Very interesting about the different types of wheat available in France. I'm in USA and am non-celiac gluten intolerant. Gluten is a serious migraine trigger for me. When I stopped eating it my migraines occurred 1/2 as often. When I found my other triggers they’ve gone almost completely. I have allergic reactions (Mast cell disease) to ingredients in gluten free breads. But I can eat long fermented sourdough! It is my daily and only bread. Thankfully I found a company that also makes long fermented sourdough pizza dough among other things, they make a chocolate sourdough that makes amazing french toast! Now if I could just get some "soft flour" pastries....
Happy you found what works for you— it can be a long arduous process.

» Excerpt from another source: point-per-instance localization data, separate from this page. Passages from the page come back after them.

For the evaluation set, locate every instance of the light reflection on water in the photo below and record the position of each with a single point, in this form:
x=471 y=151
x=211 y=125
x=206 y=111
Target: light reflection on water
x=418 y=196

I’ve ordered French flour here in the UK which makes a lot of things easier- eg making things like sauces etc. I’m still finding things I’m intolerant to (I’m thinking coconut milk might be tricky… just testing it). I also have oral allergy syndrome which is also always evolving, too… So though I feel physically better , I’m bored as HELL with this stuff and would love to just be able to eat without worrying that I’m going to end up flat out exhausted or with my throat on fire. 😩
I've been on my own complicated health journey, which did include a FODMAP exploration. Which wasn't it for me. But at this point I am really looking specifically into the wheat thing, have felt so much better without it in my diet. I wish I lived in France but I live in the US. There are definitely different kinds of wheat and wheat has evolved and been engineered significantly. If you haven't yet, you, you might want to check out the revised edition of Wheat Belly by William Davis MD. I've just started it, it's fascinating. His thesis is that it never was a good idea for humans to eat the seeds of grasses for optimum health. In the meantime, I have felt instantly better by eliminating all wheat, and all grains for the time being.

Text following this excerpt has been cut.